Right now, his wife is likely thinking of and troubled by the uneven trajectories of her children, distracting herself with another novel, downloaded onto the e-reader you will gift her on one memorable, abundant Christmas. She will someday die, but may also someday undergo the same kind of quasi-death too.
Their stories are not to be dismissed as footnotes in the story of a younger, nimbler, more formally educated relative/stranger. Their stories may be no different than your own. They may only be able to become themselves if you are willing to share your story—to contextualize it with care, as you will someday do for yourself with the story of Meredith Grey. This is the only value of knowledge and experience; this is self-awareness minus the self; this is the reason you exist at all.
If the people you care about are to be trans, they will have also been trans children. If you will someday become me and reach back through time to who you are right now, then reach across time towards the people around you when you get here—in other words, now, before the moment has passed.
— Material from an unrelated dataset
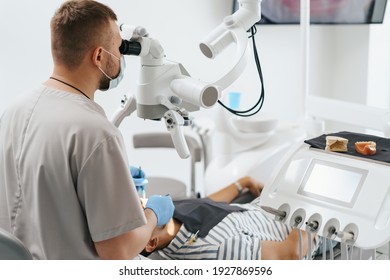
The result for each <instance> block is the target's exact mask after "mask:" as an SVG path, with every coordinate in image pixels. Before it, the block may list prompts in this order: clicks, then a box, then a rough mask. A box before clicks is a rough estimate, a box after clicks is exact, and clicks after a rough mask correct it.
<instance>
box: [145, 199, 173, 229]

You are, for better or worse, as much doctor as patient.
Look around you.
Say hello.
53
There is an arrogance to the writer’s life mirrored in the attitudes of the surgeons on Grey’s Anatomy—of cutthroat flesh-cutters, hungry to rearrange muscle and bone so their patients might survive the special maladies that afflict them.
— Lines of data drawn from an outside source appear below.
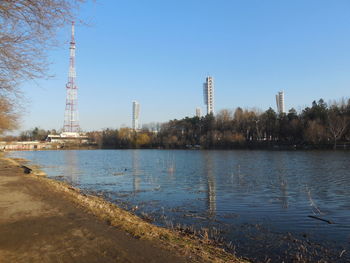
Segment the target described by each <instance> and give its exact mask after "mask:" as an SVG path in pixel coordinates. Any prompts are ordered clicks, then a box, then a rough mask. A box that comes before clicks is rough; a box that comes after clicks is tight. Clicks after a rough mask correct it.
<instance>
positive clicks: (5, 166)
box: [0, 156, 245, 262]
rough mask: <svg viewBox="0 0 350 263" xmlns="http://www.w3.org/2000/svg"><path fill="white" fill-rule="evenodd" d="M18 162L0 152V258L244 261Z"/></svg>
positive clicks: (122, 261) (18, 261)
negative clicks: (26, 166)
mask: <svg viewBox="0 0 350 263" xmlns="http://www.w3.org/2000/svg"><path fill="white" fill-rule="evenodd" d="M20 166H21V163H20V162H18V161H15V160H12V159H7V158H5V157H3V156H1V157H0V208H1V209H0V262H245V261H243V260H239V259H237V258H235V257H234V256H233V255H231V254H229V253H226V252H225V251H223V250H222V249H220V248H217V247H215V246H213V245H212V244H211V243H210V241H209V240H201V239H198V238H195V237H193V236H188V235H186V234H184V233H178V232H176V231H171V230H168V229H164V228H160V227H156V226H154V225H152V224H149V223H147V222H145V221H144V220H142V219H140V218H138V217H136V216H135V215H133V214H131V213H129V212H127V211H124V210H122V209H120V208H118V207H117V206H115V205H113V204H111V203H109V202H106V201H105V200H103V199H102V198H99V197H95V196H90V195H84V194H82V193H80V191H79V190H78V189H75V188H73V187H71V186H69V185H67V184H65V183H62V182H57V181H54V180H51V179H48V178H46V177H45V176H44V174H43V173H42V172H40V171H38V170H36V169H33V171H32V173H30V174H24V169H23V168H21V167H20ZM26 171H27V172H28V170H26Z"/></svg>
The person you will someday love—yes, even you, a brilliant, beautiful, broken trans girl, will get to be loved before it’s all over—calls writing a weapon of mass destruction. He is right, though when we refer to destruction en masse, we miss that a bomb is just an accumulation of scalpels. Open up the bodies of the bombed and you’ll see the same kinds of cuts a doctor might make.
This means that you—yes, even you, a brilliant, beautiful, broken trans girl—are dangerous. Your gift—the ability to know and change time and space as only a storyteller can—is and will always be dangerous.
Sometimes women—white women, cis women, women of all kinds who’ve amassed their little share of power and choose to wield it unquestioningly—will look back five, ten, or twenty years later, and see how much they’ve healed. They will count the ways in which oppression wounded them; they will touch the scars and wonder how it’s possible for such soft, fading marks to metaphorize what was once life-threatening damage. Really, the amount that they’ve healed equates to how much they leaned into the winnings of apartheid, of a world order that will give anyone who wants it a reasonable excuse to believe themselves superior. Sometimes what looks like healing is a compromising of the soul.
Young girl who is me, you would do well to acknowledge the danger you pose. Every choice you make matters. Your suicidality—the thing that draws you to Meredith Grey, the thing that draws you and me together through time—may yet be a glory.
Learn from what’s happened. What will happen. If you’re to survive the special maladies that afflict you, it is your duty to review. To be reviewed. Your show. Your story. Give it—sacrifice it, share it—freely.
If you do it with care, it may even someday serve as your guide.
This essay is part of an in-progress book project tentatively titled The Trans Girl's Guide to Modern Television. A version of this essay was published by Under the Sun in May 2024.